No argument here. But what does Pelosi think prompted this acknowledgement?
“I think they are angry that they don’t have jobs,” Pelosi said of the protesters. “There’s nothing that makes you angrier than not being able to provide for your family or understand what your prospects are for the future.”
These statements are compelling indictments of Barack Obama’s failure to bring “hope and change” to America — as well as the failure of his policies to “stimulate” the American economy. But they also expose a fundamental disconnect between the individuals who are doing the protesting and those seeking to advance a narrow agenda on their backs. In fact this disconnect is eerily similar to the one that continues to exist between the Tea Party and certain establishment Republicans whose addiction to crony capitalism and obscenely big government resulted in the GOP being routed from power in 2006 and 2008.

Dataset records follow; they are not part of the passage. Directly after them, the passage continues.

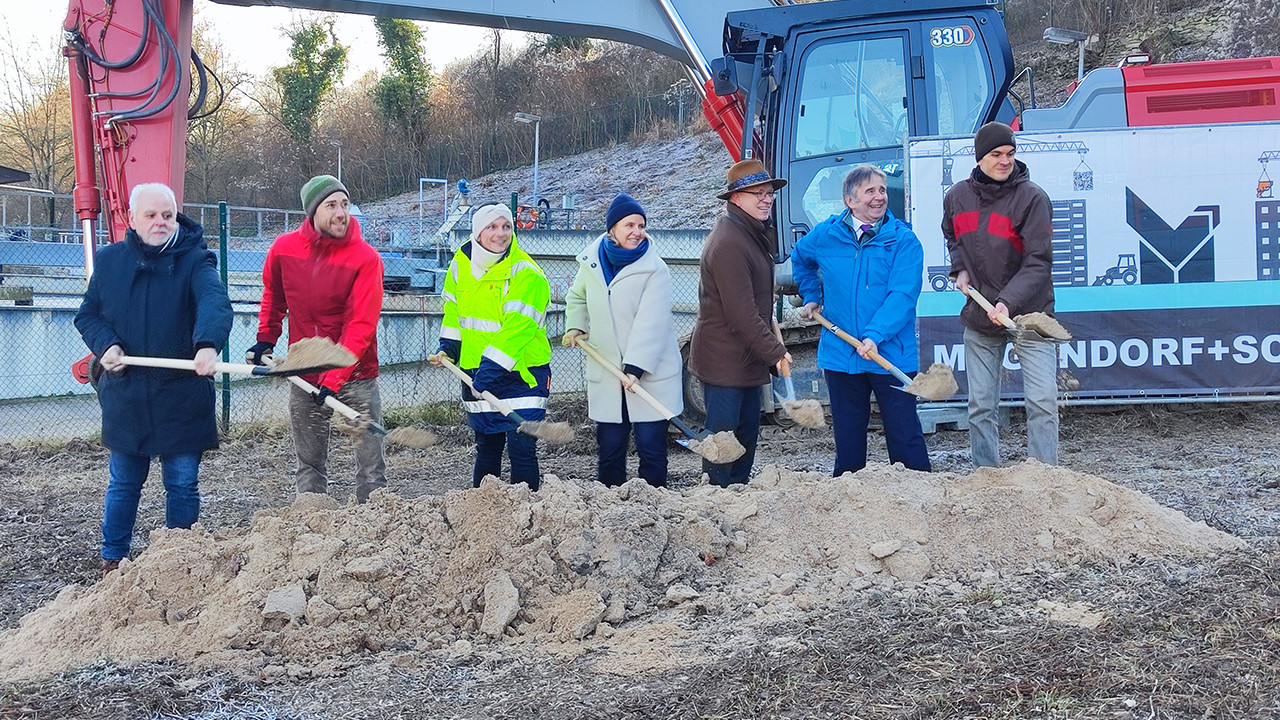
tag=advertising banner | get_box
[908,123,1280,398]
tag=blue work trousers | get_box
[102,451,201,561]
[703,383,760,487]
[824,370,932,478]
[471,430,541,489]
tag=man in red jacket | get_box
[244,176,387,502]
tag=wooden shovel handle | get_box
[813,310,911,386]
[262,355,376,427]
[439,352,525,423]
[120,355,271,375]
[573,340,676,420]
[773,320,791,378]
[965,286,1018,331]
[573,340,710,439]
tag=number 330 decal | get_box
[929,26,974,47]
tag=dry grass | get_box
[0,401,1280,720]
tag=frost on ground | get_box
[0,461,1244,682]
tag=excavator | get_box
[64,0,1280,404]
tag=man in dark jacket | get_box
[689,159,791,487]
[76,183,232,577]
[942,123,1057,466]
[244,176,387,502]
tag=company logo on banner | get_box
[909,124,1280,398]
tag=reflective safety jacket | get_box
[440,238,552,432]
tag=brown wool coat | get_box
[689,202,786,387]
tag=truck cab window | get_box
[795,37,908,158]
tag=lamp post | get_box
[516,113,543,205]
[1044,27,1089,81]
[329,138,342,182]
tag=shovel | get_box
[439,352,573,442]
[573,340,746,465]
[120,355,346,378]
[813,304,960,400]
[965,286,1071,342]
[262,357,436,447]
[773,323,827,428]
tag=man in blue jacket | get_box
[76,183,232,577]
[791,164,931,477]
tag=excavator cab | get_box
[724,0,1012,272]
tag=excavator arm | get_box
[63,0,192,260]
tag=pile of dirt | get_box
[0,461,1244,682]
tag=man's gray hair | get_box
[845,163,888,197]
[129,182,182,213]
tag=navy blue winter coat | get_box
[76,214,232,456]
[791,210,924,374]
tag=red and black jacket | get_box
[942,160,1053,334]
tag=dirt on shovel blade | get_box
[782,400,827,428]
[387,425,439,447]
[1014,313,1071,340]
[274,337,357,372]
[689,430,746,465]
[520,420,573,442]
[902,363,960,400]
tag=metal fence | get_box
[0,195,705,442]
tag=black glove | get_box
[435,337,462,365]
[311,386,338,405]
[244,340,275,365]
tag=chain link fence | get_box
[0,184,705,443]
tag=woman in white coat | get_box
[563,193,684,487]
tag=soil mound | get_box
[0,461,1244,680]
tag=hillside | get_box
[361,131,731,229]
[361,0,1259,229]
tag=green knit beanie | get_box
[301,176,351,218]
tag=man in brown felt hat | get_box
[689,159,791,487]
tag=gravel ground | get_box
[0,398,1280,720]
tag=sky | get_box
[0,0,522,83]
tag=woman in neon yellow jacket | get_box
[430,205,552,489]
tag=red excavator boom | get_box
[63,0,192,254]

In both cases the real enemy isn’t “corporate America,” but rather a federal government that has spent, lent, pledged and printed trillions of dollars to prop up a select group of politically-connected corporate interests while slipping its tentacles deeper into what used to be the free market economy.
In his own meandering and marginally-informed way, Adrian Parsons — one of the Occupy DC protesters – approached this realization in a recent interview with Americans for Limited Government.
“Unfortunately the government and the Supreme Court allowed a lot of the policies that have happened to let corporate government get a raging bull capitalism that’s kind of been in place and has allowed their vote to count for more,” Parsons said.
Grammatically challenged as Parson’s observation may be, he’s fumbling toward an important truth.
After all, it was the federal government that approved $16.1 trillion in emergency loans between Dec. 1, 2007 and July 21, 2010 — money that went to overseas banks ($3.08 trillion), Citigroup ($2.5 trillion), Morgan Stanley ($2.04 trillion), Merill Lynch ($1.9 trillion) and Bank of America ($1.3 trillion), among others.
It was also the federal government that awarded a $535 million to now-defunct Solyndra — part of a colossally-failed $93 billion “green investment” included in Barack Obama’s bureaucratic bailout.
It was the federal government that bailed out Detroit, Fannie Mae and Freddie Mac — and it was the federal government that bailed out Wall Street to the tune of $700 billion (prior to “occupying” it via the draconian Dodd-Frank legislation).
The Occupy Wall Street protesters may not recognize it yet, but they have met the enemy. It’s not “corporate greed,” but rather a government that continues to prop up private sector failure (and individual irresponsibility) at the expense of the American taxpayer.
The author is chairman of Americans for Limited Government.